Anyone else freaking out?

I feel like I’m the only one NOT ready for this baby to come. I’m 32 weeks and FTM and I feel like I need so much more time. Yes I’m ready to see her and hold her and be a mom but I just feel like there’s so much left to do. I’m so stressed out about finances. I get 12 weeks off and 10 of those are unpaid and my fiancé and I only have like $500 saved. When we first found out I was pregnant we had to save up to move our own house. These past three months since we’ve moved there have been so many birthdays and things we’ve needed for our house and baby we just haven’t been able to put much away. I’m so scared that 8 weeks is not going to be enough to save what we need. I’ve written it out on paper and it’s almost possible but it’ll be cutting it extremely close. I’m also so stressed because our baby shower is this weekend, and yes I know it’s about celebrating this baby, but because of our financial situation we’re also relying on this to get most of what we need for baby. So far none of the things we really need (diapers, car seat, bassinet, crib mattress) have been purchased off our registry.
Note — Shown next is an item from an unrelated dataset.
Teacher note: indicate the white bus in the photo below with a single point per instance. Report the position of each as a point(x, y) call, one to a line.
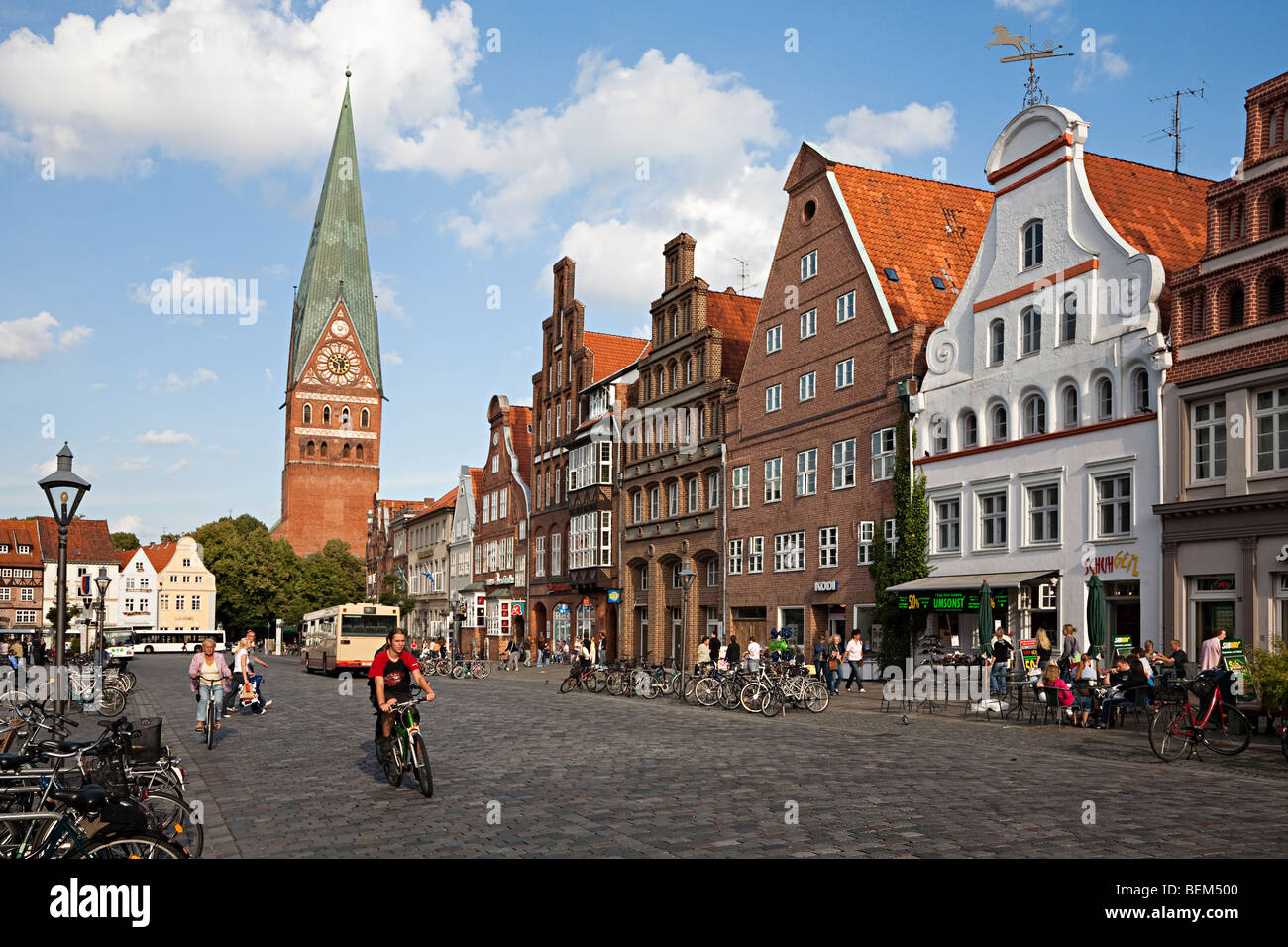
point(147, 641)
point(346, 637)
I’m scared we’re gonna end up buying all those things out of pocket, which we can do but then I won’t be able to afford to take any time off. I just wish I had more time and I knew it would all work out so I could enjoy my pregnancy a little more because it’s going by way too fast. Sorry for the vent but I hate talking about this all the time to my fiancé because I know it stresses him out too and there’s no one else I can really talk to about it.